EPA proposes methane fee for oil, gas company waste



WASHINGTON – Oil and natural gas companies for the first time would have to pay a fee for methane emissions that exceed certain levels under a rule proposed Friday by the Biden administration.

The proposed Environmental Protection Agency rule follows through on a directive from Congress included in the 2022 climate law. The new fee is intended to encourage industry to adopt best practices that reduce emissions of methane and thereby avoid paying.

Methane is a climate “super pollutant” that is more potent in the short term than carbon dioxide and is responsible for about one-third of greenhouse gas emissions. The oil and natural gas sector is the largest industrial source of methane emissions in the United States, and advocates say reduction of methane emissions is an important way to slow climate change.
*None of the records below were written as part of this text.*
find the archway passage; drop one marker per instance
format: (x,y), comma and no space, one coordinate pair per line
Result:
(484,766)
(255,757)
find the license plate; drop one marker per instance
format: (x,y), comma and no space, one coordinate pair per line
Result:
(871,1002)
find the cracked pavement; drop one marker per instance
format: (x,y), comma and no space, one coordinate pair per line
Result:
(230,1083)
Excess methane produced this year would result in a fee of $900 per ton, with fees rising to $1,500 per ton by 2026.

EPA Administrator Michael Regan said the proposed fee would work in tandem with a final rule on methane emissions EPA announced last month. The fee, formally known as the Methane Emissions Reduction Program, will encourage early deployment of available technologies to reduce methane emissions and other harmful air pollutants before the new standards take effect, he said.

The rule announced in December includes a two-year phase-in period for companies to eliminate routine flaring of natural gas from new oil wells.
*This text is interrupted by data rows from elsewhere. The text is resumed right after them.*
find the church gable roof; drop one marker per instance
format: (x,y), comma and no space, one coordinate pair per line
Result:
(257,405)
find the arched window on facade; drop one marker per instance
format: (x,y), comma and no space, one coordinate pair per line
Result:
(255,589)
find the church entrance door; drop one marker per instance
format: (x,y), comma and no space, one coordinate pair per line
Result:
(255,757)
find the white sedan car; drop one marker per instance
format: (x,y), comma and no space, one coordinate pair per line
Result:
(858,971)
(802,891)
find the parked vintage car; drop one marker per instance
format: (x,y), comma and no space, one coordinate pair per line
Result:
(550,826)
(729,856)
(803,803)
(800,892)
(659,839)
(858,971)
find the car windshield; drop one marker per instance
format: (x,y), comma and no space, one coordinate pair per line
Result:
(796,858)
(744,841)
“EPA is delivering on a comprehensive strategy to reduce wasteful methane emissions that endanger communities and fuel the climate crisis,” Regan said in a statement. When finalized later this year, the proposed methane fee will set technology standards that will “incentivize industry innovation’’ and spur action to reduce pollution, he said.
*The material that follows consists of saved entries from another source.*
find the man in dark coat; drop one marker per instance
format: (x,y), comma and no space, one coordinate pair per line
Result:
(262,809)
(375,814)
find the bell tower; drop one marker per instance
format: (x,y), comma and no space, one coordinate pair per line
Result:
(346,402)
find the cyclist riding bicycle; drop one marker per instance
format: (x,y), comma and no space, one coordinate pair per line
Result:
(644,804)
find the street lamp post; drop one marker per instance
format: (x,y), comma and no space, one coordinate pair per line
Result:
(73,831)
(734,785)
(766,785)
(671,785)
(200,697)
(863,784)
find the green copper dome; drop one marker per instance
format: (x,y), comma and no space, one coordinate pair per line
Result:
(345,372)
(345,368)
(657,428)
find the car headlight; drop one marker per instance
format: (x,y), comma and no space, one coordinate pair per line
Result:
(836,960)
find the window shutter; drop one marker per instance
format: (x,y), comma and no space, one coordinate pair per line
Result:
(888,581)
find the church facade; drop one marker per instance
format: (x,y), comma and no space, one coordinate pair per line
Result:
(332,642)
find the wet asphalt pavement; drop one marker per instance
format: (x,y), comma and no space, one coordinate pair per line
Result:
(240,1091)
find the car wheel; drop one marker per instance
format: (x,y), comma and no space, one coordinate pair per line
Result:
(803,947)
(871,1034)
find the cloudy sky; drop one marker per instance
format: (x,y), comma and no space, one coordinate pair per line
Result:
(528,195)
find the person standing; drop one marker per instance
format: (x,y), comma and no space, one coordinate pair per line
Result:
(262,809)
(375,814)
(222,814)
Leading oil and gas companies already meet or exceed performance levels set by Congress under the climate law, meaning they will not have to pay the proposed fee, Regan and other officials said.

Sen. Tom Carper, chairman of the Senate Environment and Public Works Committee, said he was pleased the administration was moving forward with the methane fee as directed by Congress.

“We know methane is over 80 times more potent than carbon dioxide at trapping heat in our atmosphere in the short term,’’ said Carper, D-Del. He said the program “will incentivize producers to cut wasteful and excessive methane emissions during oil and gas production.”

New Jersey Rep. Frank Pallone, the top Democrat on the House Energy and Commerce Committee, said oil and gas companies have long calculated it’s cheaper to waste methane through flaring and other techniques than to make necessary upgrades to prevent leaks.

“Wasted methane never makes its way to consumers, but they are nevertheless stuck with the bill,” Pallone said.

Republicans call the methane fee a tax that could raise the price of natural gas. “This proposal means increased costs for employers and higher energy bills for millions of Americans,” said Sen. Shelley Moore Capito, R-West Virginia.